Seuls 55 % des Européens déclarent faire confiance à leur Parlement. Dans l‘hémicycle, peu de jeunes députés débattent. Comment l'Union européenne pourrait-elle séduire la nouvelle génération ?

Le Français Jean Quatremer, observateur privilégié de l'actualité européenne et correspondant du quotidien Libération à Bruxelles, écrit un blog euroconvaincu, Les coulisses de Bruxelles, depuis 2005. « L'Europe a oublié de convaincre les citoyens de l’intérêt de la construction européenne. Cela n’est pourtant pas évident pour les jeunes générations », lance-t-il… peut-être dans le désert. Né en 57, cet enfant de l'ère Spoutnik et de la CEE estime qu’il faut éviter « que l'UE continue à être cette brave fille qui ne se plaint jamais quand les gens l'utilisent comme bouc émissaire ». Rencontre.
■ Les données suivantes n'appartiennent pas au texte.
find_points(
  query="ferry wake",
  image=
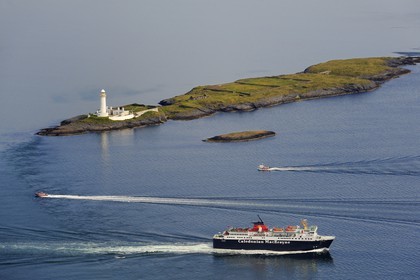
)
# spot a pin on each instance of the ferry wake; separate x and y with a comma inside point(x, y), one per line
point(261, 237)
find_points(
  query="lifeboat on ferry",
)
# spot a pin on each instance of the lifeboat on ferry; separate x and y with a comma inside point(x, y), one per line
point(41, 194)
point(259, 226)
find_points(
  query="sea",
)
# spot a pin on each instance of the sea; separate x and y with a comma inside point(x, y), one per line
point(144, 203)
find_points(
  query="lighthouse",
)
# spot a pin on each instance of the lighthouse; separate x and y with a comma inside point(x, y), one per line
point(103, 112)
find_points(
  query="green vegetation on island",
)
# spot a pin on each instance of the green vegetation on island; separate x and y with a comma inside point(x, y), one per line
point(336, 77)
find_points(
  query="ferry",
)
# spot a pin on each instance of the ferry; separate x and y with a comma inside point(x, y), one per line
point(299, 238)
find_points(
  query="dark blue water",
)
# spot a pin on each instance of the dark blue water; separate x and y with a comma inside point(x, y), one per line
point(149, 200)
point(351, 166)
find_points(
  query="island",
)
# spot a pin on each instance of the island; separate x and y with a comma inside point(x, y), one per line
point(332, 78)
point(241, 136)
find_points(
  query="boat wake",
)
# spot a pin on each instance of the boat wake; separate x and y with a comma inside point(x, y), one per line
point(400, 166)
point(75, 249)
point(158, 200)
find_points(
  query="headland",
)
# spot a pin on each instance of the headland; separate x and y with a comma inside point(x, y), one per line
point(332, 78)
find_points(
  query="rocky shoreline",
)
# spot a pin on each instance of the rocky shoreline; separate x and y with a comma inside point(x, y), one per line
point(204, 101)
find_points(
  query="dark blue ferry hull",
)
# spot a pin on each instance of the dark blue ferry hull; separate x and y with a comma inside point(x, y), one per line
point(271, 245)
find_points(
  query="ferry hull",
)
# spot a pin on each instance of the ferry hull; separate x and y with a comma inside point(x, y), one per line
point(271, 245)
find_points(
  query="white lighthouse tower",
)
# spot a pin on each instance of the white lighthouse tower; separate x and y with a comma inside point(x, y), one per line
point(103, 112)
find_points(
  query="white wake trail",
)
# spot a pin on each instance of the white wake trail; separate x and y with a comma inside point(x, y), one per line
point(156, 200)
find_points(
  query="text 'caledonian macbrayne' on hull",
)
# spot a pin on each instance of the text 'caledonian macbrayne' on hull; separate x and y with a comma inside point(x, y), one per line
point(260, 237)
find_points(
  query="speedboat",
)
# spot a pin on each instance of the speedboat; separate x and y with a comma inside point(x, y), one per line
point(41, 194)
point(263, 167)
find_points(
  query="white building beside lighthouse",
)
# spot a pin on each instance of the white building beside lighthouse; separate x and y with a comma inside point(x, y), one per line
point(103, 111)
point(115, 114)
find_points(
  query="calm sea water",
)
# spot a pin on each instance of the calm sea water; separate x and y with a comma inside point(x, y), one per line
point(149, 200)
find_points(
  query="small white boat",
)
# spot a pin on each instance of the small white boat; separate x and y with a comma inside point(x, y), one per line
point(41, 194)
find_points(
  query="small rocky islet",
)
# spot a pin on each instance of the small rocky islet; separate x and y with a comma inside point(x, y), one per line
point(332, 78)
point(242, 136)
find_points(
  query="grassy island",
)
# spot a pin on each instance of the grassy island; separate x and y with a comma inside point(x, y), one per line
point(241, 136)
point(336, 77)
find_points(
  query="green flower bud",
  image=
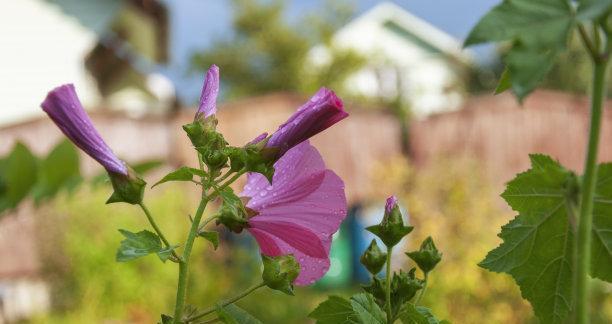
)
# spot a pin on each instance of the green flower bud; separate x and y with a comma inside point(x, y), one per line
point(391, 229)
point(127, 188)
point(280, 272)
point(373, 258)
point(427, 257)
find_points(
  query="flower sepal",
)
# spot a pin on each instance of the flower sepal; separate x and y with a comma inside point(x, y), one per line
point(427, 257)
point(373, 258)
point(127, 188)
point(391, 229)
point(280, 272)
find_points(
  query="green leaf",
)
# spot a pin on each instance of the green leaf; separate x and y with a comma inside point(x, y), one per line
point(59, 170)
point(589, 9)
point(335, 310)
point(537, 244)
point(146, 166)
point(232, 314)
point(182, 174)
point(137, 245)
point(210, 236)
point(504, 82)
point(418, 315)
point(601, 249)
point(540, 23)
point(19, 174)
point(368, 312)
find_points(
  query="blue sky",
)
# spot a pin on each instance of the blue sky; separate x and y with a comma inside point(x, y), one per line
point(196, 23)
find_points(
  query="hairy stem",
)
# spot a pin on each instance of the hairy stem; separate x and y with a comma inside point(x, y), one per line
point(422, 293)
point(181, 291)
point(588, 190)
point(157, 229)
point(227, 302)
point(388, 282)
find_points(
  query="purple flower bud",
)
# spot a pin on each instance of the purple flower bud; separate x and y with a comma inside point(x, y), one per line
point(391, 203)
point(210, 90)
point(320, 112)
point(66, 111)
point(258, 139)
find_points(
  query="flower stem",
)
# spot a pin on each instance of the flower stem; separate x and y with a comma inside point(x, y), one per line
point(587, 194)
point(388, 282)
point(227, 302)
point(181, 291)
point(422, 293)
point(156, 228)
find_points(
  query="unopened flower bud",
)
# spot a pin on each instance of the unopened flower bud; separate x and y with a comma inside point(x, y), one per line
point(391, 229)
point(427, 257)
point(373, 258)
point(280, 272)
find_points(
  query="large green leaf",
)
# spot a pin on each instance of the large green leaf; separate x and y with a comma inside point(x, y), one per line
point(335, 310)
point(537, 248)
point(232, 314)
point(411, 314)
point(538, 30)
point(59, 170)
point(541, 23)
point(601, 249)
point(18, 174)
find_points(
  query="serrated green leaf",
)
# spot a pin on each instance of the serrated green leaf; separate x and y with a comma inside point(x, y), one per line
point(418, 315)
point(232, 314)
point(181, 174)
point(335, 310)
point(59, 170)
point(19, 174)
point(540, 23)
point(601, 249)
point(137, 245)
point(366, 309)
point(210, 236)
point(537, 249)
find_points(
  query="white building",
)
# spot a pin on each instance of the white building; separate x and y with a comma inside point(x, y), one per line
point(45, 44)
point(406, 57)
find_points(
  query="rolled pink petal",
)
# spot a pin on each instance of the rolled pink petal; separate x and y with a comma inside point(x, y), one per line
point(322, 111)
point(66, 111)
point(391, 203)
point(299, 212)
point(210, 91)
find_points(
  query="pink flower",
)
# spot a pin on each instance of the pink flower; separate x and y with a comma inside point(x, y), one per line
point(299, 212)
point(210, 90)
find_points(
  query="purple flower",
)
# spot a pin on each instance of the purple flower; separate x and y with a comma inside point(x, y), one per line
point(299, 212)
point(391, 203)
point(66, 111)
point(210, 90)
point(320, 112)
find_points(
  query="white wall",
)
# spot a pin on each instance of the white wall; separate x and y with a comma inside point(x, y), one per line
point(40, 48)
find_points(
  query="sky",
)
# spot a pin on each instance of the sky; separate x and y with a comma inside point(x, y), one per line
point(196, 23)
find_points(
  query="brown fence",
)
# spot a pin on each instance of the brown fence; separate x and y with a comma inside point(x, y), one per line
point(500, 133)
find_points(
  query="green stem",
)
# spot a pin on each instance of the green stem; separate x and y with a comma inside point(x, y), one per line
point(587, 194)
point(181, 291)
point(227, 302)
point(422, 293)
point(388, 282)
point(156, 228)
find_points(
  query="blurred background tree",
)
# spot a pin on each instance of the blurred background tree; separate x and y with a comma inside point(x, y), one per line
point(267, 54)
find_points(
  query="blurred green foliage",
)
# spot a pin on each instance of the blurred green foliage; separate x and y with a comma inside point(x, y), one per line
point(267, 54)
point(79, 239)
point(456, 204)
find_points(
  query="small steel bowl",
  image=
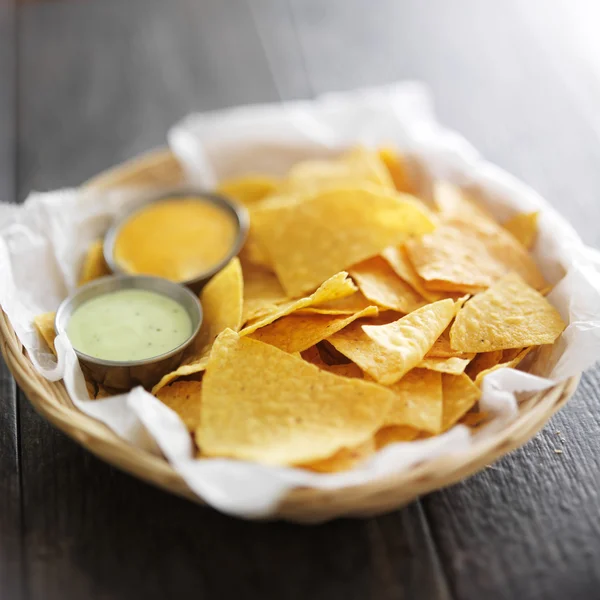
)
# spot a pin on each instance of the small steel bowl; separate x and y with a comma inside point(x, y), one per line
point(124, 375)
point(237, 211)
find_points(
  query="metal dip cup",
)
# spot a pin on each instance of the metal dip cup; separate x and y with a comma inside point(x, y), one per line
point(236, 211)
point(124, 375)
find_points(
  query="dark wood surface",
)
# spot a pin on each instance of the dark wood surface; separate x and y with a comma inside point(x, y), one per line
point(84, 85)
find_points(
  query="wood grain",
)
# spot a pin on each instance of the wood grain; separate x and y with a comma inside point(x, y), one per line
point(11, 566)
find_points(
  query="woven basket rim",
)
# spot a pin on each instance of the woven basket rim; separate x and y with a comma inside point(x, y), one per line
point(51, 400)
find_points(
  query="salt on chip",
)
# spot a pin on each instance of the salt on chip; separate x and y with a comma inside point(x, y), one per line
point(222, 303)
point(397, 258)
point(44, 324)
point(334, 229)
point(344, 459)
point(338, 286)
point(379, 283)
point(510, 314)
point(388, 352)
point(394, 434)
point(298, 332)
point(524, 227)
point(94, 265)
point(248, 189)
point(460, 395)
point(417, 401)
point(184, 397)
point(260, 403)
point(470, 256)
point(452, 364)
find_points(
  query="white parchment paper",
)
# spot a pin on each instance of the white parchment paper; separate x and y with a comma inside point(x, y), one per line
point(42, 244)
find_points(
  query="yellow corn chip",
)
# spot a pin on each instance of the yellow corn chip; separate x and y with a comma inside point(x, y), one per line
point(271, 419)
point(248, 190)
point(460, 395)
point(184, 397)
point(338, 286)
point(388, 352)
point(94, 265)
point(451, 364)
point(524, 228)
point(418, 401)
point(311, 241)
point(344, 306)
point(508, 315)
point(262, 291)
point(509, 364)
point(470, 256)
point(295, 333)
point(221, 301)
point(380, 284)
point(343, 460)
point(483, 361)
point(44, 324)
point(397, 258)
point(394, 434)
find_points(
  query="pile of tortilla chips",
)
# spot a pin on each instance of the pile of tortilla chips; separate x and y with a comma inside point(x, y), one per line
point(357, 315)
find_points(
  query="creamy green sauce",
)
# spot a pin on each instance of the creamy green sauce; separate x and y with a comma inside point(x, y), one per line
point(128, 325)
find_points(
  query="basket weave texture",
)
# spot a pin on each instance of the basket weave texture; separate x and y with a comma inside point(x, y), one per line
point(304, 504)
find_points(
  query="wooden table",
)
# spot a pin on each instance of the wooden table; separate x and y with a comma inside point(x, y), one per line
point(84, 85)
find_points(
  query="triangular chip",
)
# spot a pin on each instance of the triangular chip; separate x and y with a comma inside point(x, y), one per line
point(380, 284)
point(394, 434)
point(388, 352)
point(452, 364)
point(470, 256)
point(249, 189)
point(508, 315)
point(418, 401)
point(271, 418)
point(94, 265)
point(184, 397)
point(338, 286)
point(44, 324)
point(332, 230)
point(295, 333)
point(524, 228)
point(460, 395)
point(221, 300)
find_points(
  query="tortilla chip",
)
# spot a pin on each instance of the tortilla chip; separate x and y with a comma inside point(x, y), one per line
point(295, 333)
point(388, 352)
point(94, 265)
point(397, 257)
point(221, 301)
point(418, 401)
point(394, 434)
point(249, 189)
point(470, 256)
point(524, 228)
point(483, 361)
point(262, 291)
point(508, 315)
point(271, 418)
point(453, 364)
point(460, 395)
point(344, 306)
point(184, 397)
point(338, 286)
point(44, 324)
point(343, 460)
point(380, 284)
point(332, 230)
point(509, 364)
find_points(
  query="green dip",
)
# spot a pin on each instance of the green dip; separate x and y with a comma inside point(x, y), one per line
point(129, 325)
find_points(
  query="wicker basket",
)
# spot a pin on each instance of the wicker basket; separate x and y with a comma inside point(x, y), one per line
point(306, 505)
L'eurodéputé le plus jeune, Dimitar Stojanov a 23 ans. Il appartient au parti Ataka qui est ultra-nationaliste. Est-ce symptomatique ?

Bien sûr ! Quand on n'a pas connu les périodes de guerre, on est oublieux de l'Histoire. On pense que l'État nation est un modèle alternatif. L'Histoire begaye et ces jeunes ne se souviennent même plus de la chute du mur de Berlin. Ils pensent qu'on exagère. À cela il faut ajouter que les plus âgés, découragés, sont devenus cyniques. Ils ne croient plus à rien, car ils sentent que les choses avancent lentement.

L'Europarlement n’est donc qu’un cimetière d'éléphants politiques nationaux ?

Pas du tout ! C'est seulement vrai dans les pays où l'on peut cumuler les mandats, comme la France, mais pas au Royaume-Uni, en Suède ou en Allemagne. Regardez l'Allemand Pöttering, président du Parlement : il a fait toute sa carrière au Parlement !

Tout de même, ne pensez-vous pas qu’une génération ’bouchon’ empêche les jeunes de s’exprimer dans les grands partis politiques ?

Les gens prennent la place qu'ils veulent. Regardez dans les pays de l'Est comme les dirigeants sont jeunes. Il ne faut pas pleurnicher, mais décider de se battre et tuer le père : je ne connais pas d'époque où les gens au pouvoir aient dégagé volontairement. Ceci dit, prenez l'exemple de l'eurodéputé finlandais Alexander Stubb. Il a 40 ans et on n'entend que lui à la chambre.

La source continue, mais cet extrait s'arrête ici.